El autor cierra Un poeta en la historia con estas palabras: «A cien años de la escritura de sus primeros versos, Miguel Hernández es un poeta reconocido, estudiado, leído [y cantado] y querido universalmente. Hoy la luz envuelve su obra y su recuerdo. Y su compromiso antifascista, desde la militancia comunista, ilumina los desafíos democráticos de nuestra época» [el énfasis es mío]. El autor de esta reseña suscribe estas palabras.

¡Qué suerte tienen las personas que hasta ahora no han tenido ocasión de acercarse a la obra y vida del poeta de «Sino sangriento»! ¡Descubrirán un mundo de generosidad, compromiso, umanidad, belleza, amor y poesía donde jamás habitará nuestro olvido! Mario Amorós les acompañará en su descubrimiento. No hay mejor guía que su libro.

PS: Hace 50 años, en la primavera de 1976, un grupo de estudiantes organizó en la Universidad de Barcelona un homenaje recordando la obra y vida de Miguel Hernández. Manuel Sacristán no pudo asistir, pero envió un texto (muy hernandiano) que les copio a continuación, con la seguridad de que Mario Amorós se sentirá muy próximo a su contenido:

«Tiene que haber varias razones de la respuesta excepcional, en intensidad y en extensión, que está recibiendo la iniciativa de la conmemoración de Miguel Hernández. Algunas de esas razones serán compartidas por todo el mundo, y del mismo modo, más o menos; por ejemplo, la autenticidad de la poesía de Hernández, en la que, si se prescinde de algunos ejercicios de adolescencia, no se encuentra una palabra de más. Otras motivaciones serán menos generales. La mía es la verdad popular de Hernández: no sólo de su poesía, en el sentido de los escritos suyos que están impresos, sino de él mismo y entero, de los actos y de las situaciones de los que nació su poesía, o en los que se acalló.

Al decir eso pienso, por ejemplo -pero no solamente- en aquella fatal indefensión de Hernández en su cautiverio. Hernández fue un preso del todo impotente, sin enchufes, sin alivios, sin más salida que la destrucción psíquica y la muerte, como sólo lo son (con la excepción de dirigentes revolucionarios muy conocidos por el poder) los oprimidos que no someten el alma, los hombres del pueblo que no llegan a asimilarse a los valores de los poderosos, aunque sea por simple incapacidad de hacerlo y no por ninguna voluntad histórica. O por ella, naturalmente.

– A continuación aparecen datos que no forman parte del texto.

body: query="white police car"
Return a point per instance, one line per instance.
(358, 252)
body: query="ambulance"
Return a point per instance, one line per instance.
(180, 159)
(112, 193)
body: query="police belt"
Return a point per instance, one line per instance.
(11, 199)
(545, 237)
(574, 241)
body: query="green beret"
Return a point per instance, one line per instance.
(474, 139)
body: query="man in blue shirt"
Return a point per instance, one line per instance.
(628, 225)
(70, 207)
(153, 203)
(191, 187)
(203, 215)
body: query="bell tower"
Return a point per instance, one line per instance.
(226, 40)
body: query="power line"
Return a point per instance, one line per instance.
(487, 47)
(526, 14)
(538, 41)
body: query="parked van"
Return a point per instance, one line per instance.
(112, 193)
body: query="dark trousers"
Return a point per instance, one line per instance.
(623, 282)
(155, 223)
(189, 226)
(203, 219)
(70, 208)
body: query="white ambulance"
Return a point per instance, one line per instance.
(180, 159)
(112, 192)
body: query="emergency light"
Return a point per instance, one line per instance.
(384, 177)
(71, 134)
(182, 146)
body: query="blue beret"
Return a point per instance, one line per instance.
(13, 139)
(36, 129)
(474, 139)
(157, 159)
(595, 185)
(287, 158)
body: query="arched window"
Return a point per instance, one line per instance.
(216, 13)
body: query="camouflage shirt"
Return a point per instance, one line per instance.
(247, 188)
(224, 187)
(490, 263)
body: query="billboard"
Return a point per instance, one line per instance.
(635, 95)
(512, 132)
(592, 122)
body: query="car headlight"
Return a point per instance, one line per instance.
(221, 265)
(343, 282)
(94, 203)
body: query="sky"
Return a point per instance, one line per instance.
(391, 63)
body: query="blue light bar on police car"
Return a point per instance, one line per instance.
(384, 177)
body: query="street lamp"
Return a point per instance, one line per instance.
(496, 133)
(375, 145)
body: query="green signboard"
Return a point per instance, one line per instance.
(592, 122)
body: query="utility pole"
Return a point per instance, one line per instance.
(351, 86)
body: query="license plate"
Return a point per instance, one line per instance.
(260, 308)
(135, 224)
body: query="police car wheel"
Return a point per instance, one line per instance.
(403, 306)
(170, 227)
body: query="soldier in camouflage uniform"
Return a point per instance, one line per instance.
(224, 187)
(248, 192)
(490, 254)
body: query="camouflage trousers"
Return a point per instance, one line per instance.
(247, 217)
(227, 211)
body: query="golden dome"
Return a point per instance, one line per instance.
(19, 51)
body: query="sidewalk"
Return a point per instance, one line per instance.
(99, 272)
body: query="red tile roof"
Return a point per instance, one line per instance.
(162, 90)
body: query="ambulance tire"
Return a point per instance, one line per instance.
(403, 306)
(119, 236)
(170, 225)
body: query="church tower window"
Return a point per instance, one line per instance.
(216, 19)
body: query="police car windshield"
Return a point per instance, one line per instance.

Las últimas notas de Hernández que ha publicado hace poco la revista Posible [SLA: una revista publicada en los años de la transición] documentan muy bien el aplastamiento moral que acompaña a la destrucción física del hombre del pueblo sin cómplices y, por lo tanto, sin valedores en la clase propietaria del estado, de las fábricas y de las cárceles.

La autenticidad popular de la poesía madura de Hernández es tan consistente porque se basa en esta segunda, en la autenticidad popular del hombre muerto, como el Otro, entre dos o más chorizos, y como ellos.»